Неоптолем резко повернулся, пластины доспеха, прикрывающие бёдра, гулко звякнули одна о другую.

– Нет, Пандион! Я не смогу спокойно отправиться в путь, если не буду совершенно уверен, что оставил Андромаху под надёжной защитой. А надёжнее тебя нет никого в Эпире, не проси. Я доверяю тебе самое дорогое, что у меня есть!

– И ты плывёшь неведомо куда, чтобы расстаться с этим самым дорогим, чтобы отдать другому то, что по праву твоё! – не утерпев, воскликнул всегда сдержанный Пандион. – Прости меня, мой царь, но я не понимаю! И никто этого не поймёт!

– А я и не прошу, чтобы кто-то понял, – спокойно и почти надменно возразил юноша. – Мне достаточно того, чтобы мне повиновались. Иди, Пандион, проверь ещё раз, все ли припасы и оружие погружены на корабли и достаточно ли на них воды.

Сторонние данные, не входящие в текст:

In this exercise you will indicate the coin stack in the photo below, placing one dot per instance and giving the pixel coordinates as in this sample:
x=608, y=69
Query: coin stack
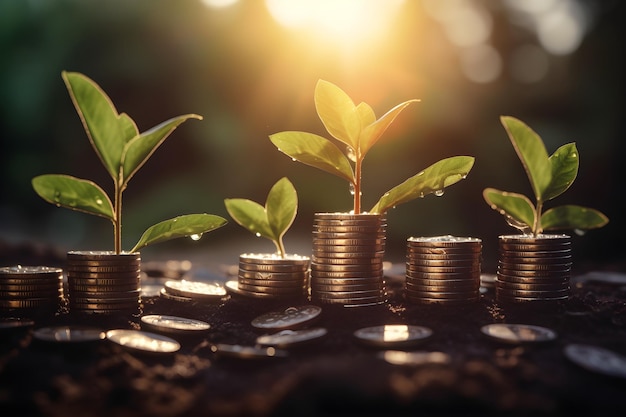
x=443, y=269
x=272, y=276
x=347, y=262
x=533, y=268
x=103, y=282
x=30, y=288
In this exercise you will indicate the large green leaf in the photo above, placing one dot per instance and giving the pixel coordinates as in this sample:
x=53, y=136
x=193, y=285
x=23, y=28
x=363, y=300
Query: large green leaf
x=139, y=149
x=512, y=205
x=314, y=150
x=250, y=215
x=338, y=113
x=281, y=207
x=107, y=130
x=564, y=163
x=74, y=193
x=433, y=179
x=181, y=226
x=532, y=152
x=373, y=132
x=572, y=217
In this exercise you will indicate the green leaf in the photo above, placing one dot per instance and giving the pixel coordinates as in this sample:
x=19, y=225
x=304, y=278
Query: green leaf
x=181, y=226
x=338, y=113
x=107, y=130
x=564, y=163
x=281, y=207
x=250, y=215
x=512, y=205
x=315, y=151
x=372, y=132
x=573, y=217
x=532, y=152
x=74, y=193
x=139, y=149
x=435, y=178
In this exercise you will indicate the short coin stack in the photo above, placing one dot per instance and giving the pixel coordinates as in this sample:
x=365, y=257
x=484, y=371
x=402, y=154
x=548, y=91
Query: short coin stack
x=272, y=276
x=103, y=282
x=347, y=262
x=31, y=288
x=533, y=268
x=443, y=269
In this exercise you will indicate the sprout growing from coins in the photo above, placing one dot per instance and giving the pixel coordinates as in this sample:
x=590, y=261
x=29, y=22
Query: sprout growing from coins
x=122, y=150
x=550, y=176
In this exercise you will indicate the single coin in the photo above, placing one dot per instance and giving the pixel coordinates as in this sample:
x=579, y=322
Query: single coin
x=290, y=318
x=247, y=352
x=68, y=334
x=290, y=338
x=596, y=359
x=393, y=335
x=143, y=341
x=173, y=324
x=196, y=289
x=518, y=333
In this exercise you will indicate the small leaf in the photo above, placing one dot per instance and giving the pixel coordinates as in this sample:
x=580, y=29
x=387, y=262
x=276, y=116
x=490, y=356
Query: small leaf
x=373, y=132
x=139, y=149
x=338, y=113
x=181, y=226
x=513, y=205
x=315, y=151
x=532, y=152
x=435, y=178
x=281, y=207
x=74, y=193
x=573, y=217
x=107, y=130
x=564, y=163
x=250, y=215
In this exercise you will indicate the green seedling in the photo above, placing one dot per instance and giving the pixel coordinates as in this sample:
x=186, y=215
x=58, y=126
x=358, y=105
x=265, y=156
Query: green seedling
x=357, y=128
x=272, y=220
x=550, y=176
x=122, y=150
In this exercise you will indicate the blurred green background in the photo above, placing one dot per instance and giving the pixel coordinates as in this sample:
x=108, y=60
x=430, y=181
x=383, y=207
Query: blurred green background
x=250, y=68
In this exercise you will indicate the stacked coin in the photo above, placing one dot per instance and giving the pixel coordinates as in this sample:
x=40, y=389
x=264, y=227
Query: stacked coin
x=443, y=269
x=347, y=262
x=103, y=282
x=533, y=268
x=25, y=288
x=273, y=276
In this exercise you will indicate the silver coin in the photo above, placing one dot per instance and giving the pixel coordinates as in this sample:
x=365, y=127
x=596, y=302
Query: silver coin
x=596, y=359
x=196, y=289
x=143, y=341
x=290, y=338
x=393, y=335
x=173, y=324
x=518, y=333
x=290, y=318
x=247, y=352
x=68, y=334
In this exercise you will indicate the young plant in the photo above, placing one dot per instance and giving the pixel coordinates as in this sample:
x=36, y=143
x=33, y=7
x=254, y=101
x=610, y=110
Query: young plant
x=549, y=177
x=272, y=220
x=356, y=127
x=122, y=150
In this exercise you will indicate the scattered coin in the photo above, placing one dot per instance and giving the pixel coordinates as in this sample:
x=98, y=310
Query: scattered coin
x=393, y=335
x=518, y=333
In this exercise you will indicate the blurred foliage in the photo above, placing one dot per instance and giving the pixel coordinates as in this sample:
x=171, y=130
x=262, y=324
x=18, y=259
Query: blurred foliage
x=249, y=78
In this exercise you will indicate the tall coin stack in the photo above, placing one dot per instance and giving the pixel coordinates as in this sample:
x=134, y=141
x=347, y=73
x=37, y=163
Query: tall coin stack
x=270, y=276
x=103, y=282
x=443, y=269
x=533, y=268
x=31, y=289
x=347, y=261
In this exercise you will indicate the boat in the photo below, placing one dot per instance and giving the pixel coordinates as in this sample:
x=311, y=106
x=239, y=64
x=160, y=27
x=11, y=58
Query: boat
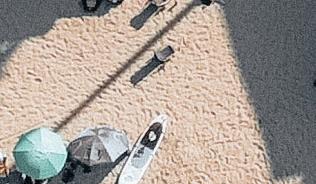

Помни, шторма могут начаться в любое время, и мы, быть может, долго не сможем нигде причалить...

Воин глубоко вздохнул, ещё раз бросив на базилевса взгляд, полный удивления и тревоги, будто не мог до конца осмыслить всего, что происходило.

– Когда ты прикажешь отплывать? Завтра? – глухо спросил он.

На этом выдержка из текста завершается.